The classical music world has been abuzz in recent weeks with a controversy that would appear to be more in keeping with corrupt corporate CEOs than with earnest classical artists and producers.
Well, perhaps it’s an overstatement to say the classical music “world” has been concerned with this scandal. I doubt that few classical music professionals, let alone average music lovers, had ever even heard of the late pianist Joyce Hatto outside of her native England. Until recently, that is.
That’s when it came to light that her rare and critically acclaimed recordings may have been faked by her husband. Details are available from a story at NPR’s web site. But suffice it to say that the performances CD reviewers in the English press had been gushing over appear to have been made by other artists, and simply copied onto CDs labeled with Hatto as the performer.
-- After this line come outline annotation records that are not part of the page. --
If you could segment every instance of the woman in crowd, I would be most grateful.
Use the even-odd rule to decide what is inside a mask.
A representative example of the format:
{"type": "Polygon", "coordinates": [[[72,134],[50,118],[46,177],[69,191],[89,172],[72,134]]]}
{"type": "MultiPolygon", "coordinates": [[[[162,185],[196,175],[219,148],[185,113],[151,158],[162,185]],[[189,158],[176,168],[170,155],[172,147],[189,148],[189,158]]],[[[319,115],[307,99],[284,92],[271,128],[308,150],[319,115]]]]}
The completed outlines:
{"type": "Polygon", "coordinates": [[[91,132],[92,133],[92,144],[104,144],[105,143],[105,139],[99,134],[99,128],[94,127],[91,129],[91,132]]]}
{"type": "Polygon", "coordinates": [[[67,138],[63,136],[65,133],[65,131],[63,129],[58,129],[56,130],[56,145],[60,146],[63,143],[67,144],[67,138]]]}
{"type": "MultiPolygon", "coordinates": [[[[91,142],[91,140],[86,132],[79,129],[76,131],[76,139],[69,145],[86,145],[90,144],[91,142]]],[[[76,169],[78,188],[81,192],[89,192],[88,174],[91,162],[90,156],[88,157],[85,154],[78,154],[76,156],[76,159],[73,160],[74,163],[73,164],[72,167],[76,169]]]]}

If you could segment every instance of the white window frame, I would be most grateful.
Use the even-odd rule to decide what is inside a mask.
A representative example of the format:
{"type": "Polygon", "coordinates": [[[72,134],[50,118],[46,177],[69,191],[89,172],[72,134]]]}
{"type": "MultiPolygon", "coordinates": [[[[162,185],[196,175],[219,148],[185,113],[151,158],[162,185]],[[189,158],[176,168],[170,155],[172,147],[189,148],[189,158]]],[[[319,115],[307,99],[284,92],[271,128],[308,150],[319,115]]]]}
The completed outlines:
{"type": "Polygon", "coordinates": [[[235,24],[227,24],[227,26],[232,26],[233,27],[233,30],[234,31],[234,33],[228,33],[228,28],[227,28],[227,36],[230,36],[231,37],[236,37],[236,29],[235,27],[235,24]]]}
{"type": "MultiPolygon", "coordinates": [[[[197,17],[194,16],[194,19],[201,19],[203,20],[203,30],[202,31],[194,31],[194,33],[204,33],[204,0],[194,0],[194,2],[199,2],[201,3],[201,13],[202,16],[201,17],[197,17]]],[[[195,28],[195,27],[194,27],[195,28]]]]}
It’s tempting to poke fun at the gullibility of music critics and fans in this case, but the artists who have allegedly been plagiarized (if that term can be applied to musical performances) are artists who are actually well known, such as Vladimir Ashkenázy and Yefim Bronfman. They have long been earning rave reviews all on their own, without the poignant back story of Hatto, who struggled with cancer in her later years, even as her husband released these acclaimed recordings through his own company.
Still, the whole thing is a little reminiscent of the tale of The Emperor’s New Clothes, in which no one has the courage to tell the ruler that he’s actually naked, except for a little boy who doesn’t know any better. The contemporary twist on the tale provided by this case is that the “little boy” was reportedly the CD player on a personal computer. When a Joyce Hatto CD was loaded, the recording information displayed by the player was for another artist and recording altogether, arousing the suspicions of the listener and setting off the investigation.
For the record, WDAV does not have any Joyce Hatto recordings, and I personally had never heard of her before this story surfaced. I’d love to be able to claim that our acute critical discernment accounts for that, but the truth is, we just never received her CDs. WDAV gets most of its material from commercial distributors with whom we have established relationships. Increasingly over the past decade, small labels or the artists themselves also submit many of the recordings we get for consideration. If Joyce Hatto’s husband had known of us, chances are we’d have her CDs in our library and on our air, too.